Task: Applying the Unsharp Mask Filter

Open an image in Elements and make whatever corrections or alterations it needs. Zoom in or out so the picture is at its full size on the screen. (This will let you see the effects of sharpening, without exaggerating them.) When you’re satisfied with everything except the sharpness, open the Unsharp Mask dialog box (Filter, Sharpen, Unsharp Mask).

Set the Amount to 500% to start with. This is the maximum, and starting here will help you see and understand what the other two variables are doing.

Set the Radius to 1 pixel, and the Threshold to 0. The picture won’t look right—it will probably look very grainy, but this is our jumping-off point.

If there is obvious grain or noise, increase the Threshold. Start with 2, and then try 5, 8, 12, and so on until the noise disappears.

Now, we’ll work with the Radius. Increase the Radius until the picture just starts to lose detail, and then back it off a bit. Figure 17.5 shows my image at this stage. (Don’t worry about the white halos around edges. We’ll lose them next.)

Figure 17.5. We’ll lose the halos in the next step.

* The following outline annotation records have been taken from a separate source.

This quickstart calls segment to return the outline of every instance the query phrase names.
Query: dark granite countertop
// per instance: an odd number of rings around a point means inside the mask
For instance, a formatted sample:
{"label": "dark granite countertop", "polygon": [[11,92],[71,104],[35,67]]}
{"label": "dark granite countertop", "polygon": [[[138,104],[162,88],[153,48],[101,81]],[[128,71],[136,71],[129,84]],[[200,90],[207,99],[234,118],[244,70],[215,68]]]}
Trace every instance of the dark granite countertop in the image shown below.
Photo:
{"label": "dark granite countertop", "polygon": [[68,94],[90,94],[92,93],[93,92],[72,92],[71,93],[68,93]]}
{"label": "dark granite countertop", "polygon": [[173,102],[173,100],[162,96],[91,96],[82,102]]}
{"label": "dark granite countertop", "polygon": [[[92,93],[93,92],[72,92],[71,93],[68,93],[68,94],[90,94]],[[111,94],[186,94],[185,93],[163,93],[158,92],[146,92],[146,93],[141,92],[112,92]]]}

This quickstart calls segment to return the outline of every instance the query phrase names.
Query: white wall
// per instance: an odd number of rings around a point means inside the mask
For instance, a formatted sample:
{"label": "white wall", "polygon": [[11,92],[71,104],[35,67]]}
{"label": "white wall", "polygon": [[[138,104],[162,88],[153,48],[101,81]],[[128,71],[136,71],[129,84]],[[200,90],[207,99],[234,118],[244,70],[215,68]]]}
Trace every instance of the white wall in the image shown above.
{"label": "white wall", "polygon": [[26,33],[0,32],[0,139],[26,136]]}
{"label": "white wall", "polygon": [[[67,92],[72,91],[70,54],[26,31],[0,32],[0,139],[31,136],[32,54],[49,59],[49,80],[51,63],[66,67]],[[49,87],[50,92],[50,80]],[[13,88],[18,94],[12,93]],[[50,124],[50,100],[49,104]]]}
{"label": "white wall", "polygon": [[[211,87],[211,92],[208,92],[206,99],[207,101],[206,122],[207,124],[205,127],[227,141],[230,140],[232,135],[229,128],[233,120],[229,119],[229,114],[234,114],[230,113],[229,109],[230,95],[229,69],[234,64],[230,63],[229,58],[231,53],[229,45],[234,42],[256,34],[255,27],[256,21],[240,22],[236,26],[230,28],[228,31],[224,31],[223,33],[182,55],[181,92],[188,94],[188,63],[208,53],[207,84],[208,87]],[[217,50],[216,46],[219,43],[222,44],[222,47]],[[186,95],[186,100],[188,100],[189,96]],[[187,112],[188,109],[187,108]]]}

Now, reduce the Amount until the picture looks good. You want to get rid of the white edges, but still keep the sharpening effect. You’ll probably find that the correct setting for Amount is somewhere between 100 and 250. Of course, it also depends on the amount of contrast and fuzziness in the picture you’re working on. If you’re not going to use the image onscreen (on the Web, for example) and you’re just trying to get the sharpest image you can for printing, you may want to oversharpen the image just a bit.

Finally, save the picture and print it or put it on your Web page, or do whatever you’d planned. It’s as sharp as it’s ever going to be.

Lack of sharpness in either a scanned image or a digital photo is a very common problem, and part of the reason for it is the process. The picture is saved as a series of dots. Inevitably, there are spaces between the dots, and if you have a low resolution scan or a low resolution camera (anything less than 1 megapixel), the spaces will be large enough that the software will add blur to fill them in. That’s why the pictures look fuzzy, and why adding contrast at the edges fixes it.